Quelques chameaux se révoltent, piétinent sur place ou se sauvent lourdement sur trois pattes, la quatrième repliée.

Des chevaux se cabrent, hennissant aux juments qui passent. Le vent se lève tout à coup et fait claquer les loques comme des voiles gonflées. Des tourbillons de poussière emplissent le camp, brûlant les yeux, desséchant les poitrines.

Les tenues militaires, les burnous rouges ou bleus jettent quelques taches gaies sur cette houle de couleurs sombres ou terreuses.

… L’heure passe, et les chefs, perdant la tête, courent pour activer le départ, et crient eux aussi. Mais leurs voix françaises sont trop faibles pour percer les cris bédouins, et elles se perdent dans le vacarme qui augmente avec la fièvre des derniers instants.

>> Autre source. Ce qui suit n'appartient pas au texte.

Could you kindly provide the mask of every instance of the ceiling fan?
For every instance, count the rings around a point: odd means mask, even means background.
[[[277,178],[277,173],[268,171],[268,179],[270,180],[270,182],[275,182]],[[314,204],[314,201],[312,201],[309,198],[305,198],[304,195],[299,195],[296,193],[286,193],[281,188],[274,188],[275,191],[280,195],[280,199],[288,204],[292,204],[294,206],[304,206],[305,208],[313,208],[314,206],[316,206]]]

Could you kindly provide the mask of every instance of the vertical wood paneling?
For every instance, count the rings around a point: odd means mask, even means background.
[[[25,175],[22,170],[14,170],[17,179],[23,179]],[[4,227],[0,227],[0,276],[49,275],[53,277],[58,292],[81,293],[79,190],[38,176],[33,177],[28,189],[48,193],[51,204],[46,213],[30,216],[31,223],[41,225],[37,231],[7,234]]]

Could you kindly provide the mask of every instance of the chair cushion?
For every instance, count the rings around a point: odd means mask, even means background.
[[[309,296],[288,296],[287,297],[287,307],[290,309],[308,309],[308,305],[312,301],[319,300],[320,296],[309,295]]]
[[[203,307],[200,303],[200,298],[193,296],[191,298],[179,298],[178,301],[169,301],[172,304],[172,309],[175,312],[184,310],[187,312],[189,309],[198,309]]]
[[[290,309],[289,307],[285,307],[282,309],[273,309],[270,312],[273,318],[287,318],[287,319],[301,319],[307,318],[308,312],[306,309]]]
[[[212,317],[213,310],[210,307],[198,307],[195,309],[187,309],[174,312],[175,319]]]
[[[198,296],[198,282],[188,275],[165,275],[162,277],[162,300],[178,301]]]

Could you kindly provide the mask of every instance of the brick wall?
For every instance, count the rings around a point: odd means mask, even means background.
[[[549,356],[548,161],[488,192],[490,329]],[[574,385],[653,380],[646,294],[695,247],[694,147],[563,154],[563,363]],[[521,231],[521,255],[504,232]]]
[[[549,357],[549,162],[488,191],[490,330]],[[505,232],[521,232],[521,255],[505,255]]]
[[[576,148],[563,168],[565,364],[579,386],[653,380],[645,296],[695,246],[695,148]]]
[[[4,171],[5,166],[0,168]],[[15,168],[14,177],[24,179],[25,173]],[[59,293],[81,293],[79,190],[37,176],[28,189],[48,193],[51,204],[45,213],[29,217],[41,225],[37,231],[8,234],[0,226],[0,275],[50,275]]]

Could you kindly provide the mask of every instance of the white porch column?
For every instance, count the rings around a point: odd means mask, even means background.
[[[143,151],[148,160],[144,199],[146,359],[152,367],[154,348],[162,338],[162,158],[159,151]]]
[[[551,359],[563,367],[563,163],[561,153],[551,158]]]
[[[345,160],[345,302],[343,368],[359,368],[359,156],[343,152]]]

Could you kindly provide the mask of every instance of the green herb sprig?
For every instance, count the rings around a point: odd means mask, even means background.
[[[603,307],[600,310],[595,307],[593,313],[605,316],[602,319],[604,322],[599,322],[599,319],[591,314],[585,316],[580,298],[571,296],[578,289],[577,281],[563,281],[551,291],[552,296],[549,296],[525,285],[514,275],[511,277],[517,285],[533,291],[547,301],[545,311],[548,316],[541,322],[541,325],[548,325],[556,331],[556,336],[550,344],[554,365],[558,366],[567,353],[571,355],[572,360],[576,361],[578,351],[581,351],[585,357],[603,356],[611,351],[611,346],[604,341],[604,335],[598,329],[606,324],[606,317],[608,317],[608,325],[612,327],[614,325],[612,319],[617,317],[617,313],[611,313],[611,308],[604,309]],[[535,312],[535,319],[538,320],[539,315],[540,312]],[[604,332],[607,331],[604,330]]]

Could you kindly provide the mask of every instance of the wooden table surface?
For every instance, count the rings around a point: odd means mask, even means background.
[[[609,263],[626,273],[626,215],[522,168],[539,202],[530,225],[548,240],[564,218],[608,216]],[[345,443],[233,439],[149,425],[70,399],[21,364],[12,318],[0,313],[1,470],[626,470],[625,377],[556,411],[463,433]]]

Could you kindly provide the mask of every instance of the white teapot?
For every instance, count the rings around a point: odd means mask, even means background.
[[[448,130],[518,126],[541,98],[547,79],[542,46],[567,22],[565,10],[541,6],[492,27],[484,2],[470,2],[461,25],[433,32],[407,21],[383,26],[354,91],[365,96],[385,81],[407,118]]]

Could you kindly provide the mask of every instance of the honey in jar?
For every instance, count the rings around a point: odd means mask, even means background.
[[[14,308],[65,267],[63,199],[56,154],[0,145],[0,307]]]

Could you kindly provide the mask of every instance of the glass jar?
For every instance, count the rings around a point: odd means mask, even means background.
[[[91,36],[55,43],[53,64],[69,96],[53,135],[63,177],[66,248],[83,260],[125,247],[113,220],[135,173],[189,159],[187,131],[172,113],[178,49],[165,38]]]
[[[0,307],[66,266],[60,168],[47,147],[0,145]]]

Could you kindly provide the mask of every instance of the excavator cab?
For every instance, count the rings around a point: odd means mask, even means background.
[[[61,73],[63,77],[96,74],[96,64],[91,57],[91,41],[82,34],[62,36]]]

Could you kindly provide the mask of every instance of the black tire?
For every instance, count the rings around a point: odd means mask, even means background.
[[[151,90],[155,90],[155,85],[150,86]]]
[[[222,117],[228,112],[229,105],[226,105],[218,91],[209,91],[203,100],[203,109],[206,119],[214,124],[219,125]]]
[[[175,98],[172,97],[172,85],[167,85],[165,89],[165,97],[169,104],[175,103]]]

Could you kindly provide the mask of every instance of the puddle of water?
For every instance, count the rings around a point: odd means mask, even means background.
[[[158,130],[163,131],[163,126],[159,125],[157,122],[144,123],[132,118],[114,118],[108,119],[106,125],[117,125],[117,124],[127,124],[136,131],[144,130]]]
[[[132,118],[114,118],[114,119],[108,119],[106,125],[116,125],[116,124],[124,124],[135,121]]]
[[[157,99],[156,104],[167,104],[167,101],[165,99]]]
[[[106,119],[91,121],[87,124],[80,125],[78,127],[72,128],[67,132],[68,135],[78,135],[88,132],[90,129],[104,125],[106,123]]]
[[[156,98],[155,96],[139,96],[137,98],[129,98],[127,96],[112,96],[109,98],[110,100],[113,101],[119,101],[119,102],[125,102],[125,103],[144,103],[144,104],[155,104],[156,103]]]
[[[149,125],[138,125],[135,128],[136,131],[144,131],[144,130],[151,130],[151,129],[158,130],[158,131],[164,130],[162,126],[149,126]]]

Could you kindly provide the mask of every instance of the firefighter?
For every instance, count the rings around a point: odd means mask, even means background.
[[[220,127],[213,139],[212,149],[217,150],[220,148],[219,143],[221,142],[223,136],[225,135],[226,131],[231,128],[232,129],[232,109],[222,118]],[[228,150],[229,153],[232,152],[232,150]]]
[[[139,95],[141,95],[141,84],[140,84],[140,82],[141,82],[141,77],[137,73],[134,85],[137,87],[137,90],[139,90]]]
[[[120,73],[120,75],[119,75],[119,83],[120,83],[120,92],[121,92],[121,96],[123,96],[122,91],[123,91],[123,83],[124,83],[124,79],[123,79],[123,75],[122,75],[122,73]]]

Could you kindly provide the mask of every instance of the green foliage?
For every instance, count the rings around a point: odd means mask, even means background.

Et c’est la voix rauque et sauvage, la plainte continue, immense des chameaux qui domine tout ce tumulte qui monte, emplissant la plaine, jusqu’au silence éternel des lointains.

… Pourtant elle va finir cette grande vision de vie primitive dont on ne reverra bientôt plus l’inoubliable splendeur, avec la sécurité et les chemins de fer…

Contournant le coin de la redoute, un goum part le premier, au trot, vers l’Ouest, avec ses fanions tricolores, par-dessus le blanc terne des burnous et les robes poussiéreuses des chevaux : ce sont les Trafi de Géryville qui accompagneront le petit convoi de Béchar.

Un autre goum, celui des Amour d’Aïn-Sefra, devance le grand convoi de Beni-Ounif, prenant la route du Sud.

Les tirailleurs de l’escorte, en chéchias et ceintures écarlates sur la toile blanche de la tenue de campagne, s’ébranlent et défilent avec un piétinement nombreux de troupeau. Le soleil allume des éclairs blancs sur l’acier des fusils.

Les chameaux, debout, se taisent, comme recueillis, et descendent dans la vallée, s’en allant vers Djenan-ed Dar. Pendant une heure ils se déploient en une file interminable qui ondule à travers la plaine. Le soleil dore la poussière. A l’horizon rougeâtre où flottent des buées ardentes, le convoi s’évanouit.